Alliés sur le plan politique – on le verra plus loin à propos du débat engagé au sein de la Commission des Droits de l’homme de l’Organisation des Nations-Unies sur la situation à Cuba – les Etats membres de l’Union européenne sont en même temps des concurrents directs des Etats-Unis sur le plan économique. “ L’Union européenne doit davantage son statut de puissance mondiale à son rôle d’acteur commercial qu’à son envergure politique. Ses performances dans les échanges mondiaux dépassent même celles de ses plus grands partenaires, les Etats-Unis et le Japon ”, observent Christian Hen et Jacques Léonard 114 . “ L’Union a aussi usé du pouvoir de l’argent pour acheter son influence et sa puissance internationales.
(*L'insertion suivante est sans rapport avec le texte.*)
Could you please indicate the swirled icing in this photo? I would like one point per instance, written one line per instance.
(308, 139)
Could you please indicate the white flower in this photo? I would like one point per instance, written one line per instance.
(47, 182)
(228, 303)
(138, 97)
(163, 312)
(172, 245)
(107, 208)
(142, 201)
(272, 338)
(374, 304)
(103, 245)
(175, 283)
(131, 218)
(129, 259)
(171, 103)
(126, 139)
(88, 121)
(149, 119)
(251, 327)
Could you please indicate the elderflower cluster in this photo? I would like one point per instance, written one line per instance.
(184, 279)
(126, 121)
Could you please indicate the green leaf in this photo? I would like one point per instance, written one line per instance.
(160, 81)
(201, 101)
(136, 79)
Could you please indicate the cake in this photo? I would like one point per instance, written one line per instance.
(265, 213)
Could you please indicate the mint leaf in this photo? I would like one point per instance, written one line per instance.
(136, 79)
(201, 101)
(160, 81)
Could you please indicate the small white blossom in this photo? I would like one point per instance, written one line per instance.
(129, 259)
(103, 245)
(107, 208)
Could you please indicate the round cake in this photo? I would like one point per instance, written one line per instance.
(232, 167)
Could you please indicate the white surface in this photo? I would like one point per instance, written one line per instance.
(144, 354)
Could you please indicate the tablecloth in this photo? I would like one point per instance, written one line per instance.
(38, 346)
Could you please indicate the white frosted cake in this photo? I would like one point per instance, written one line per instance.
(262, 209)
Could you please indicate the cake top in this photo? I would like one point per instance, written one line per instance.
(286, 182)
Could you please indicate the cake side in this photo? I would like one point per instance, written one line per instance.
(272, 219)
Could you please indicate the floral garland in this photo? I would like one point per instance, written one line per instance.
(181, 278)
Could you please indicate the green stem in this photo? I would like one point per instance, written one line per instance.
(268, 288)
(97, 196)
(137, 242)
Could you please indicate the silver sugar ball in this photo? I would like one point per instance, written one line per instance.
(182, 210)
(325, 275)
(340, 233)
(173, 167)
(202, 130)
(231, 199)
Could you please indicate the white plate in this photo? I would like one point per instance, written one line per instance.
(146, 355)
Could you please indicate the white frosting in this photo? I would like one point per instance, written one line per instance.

Ces dernières années, elle a considérablement grossi les montants qu’elle consacre à l’aide étrangère, même s’ils ne représentent toujours qu’une petite fraction des aides bilatérales accordées par ses Etats membres. Ses principaux bénéficiaires sont des partenaires privilégiés dans son voisinage immédiat et dans les anciennes régions coloniales du monde en développement.” C’est d’ailleurs sur ces fonds communautaires, au titre de “ la coopération économique de la Communauté européenne en faveur des pays en voie de développement en Amérique latine ” 115 , que le programme “ Espacio Europa ” a été financé. Sa réalisation a été présentée comme relevant d’une “ assistance technique européenne ” 116 .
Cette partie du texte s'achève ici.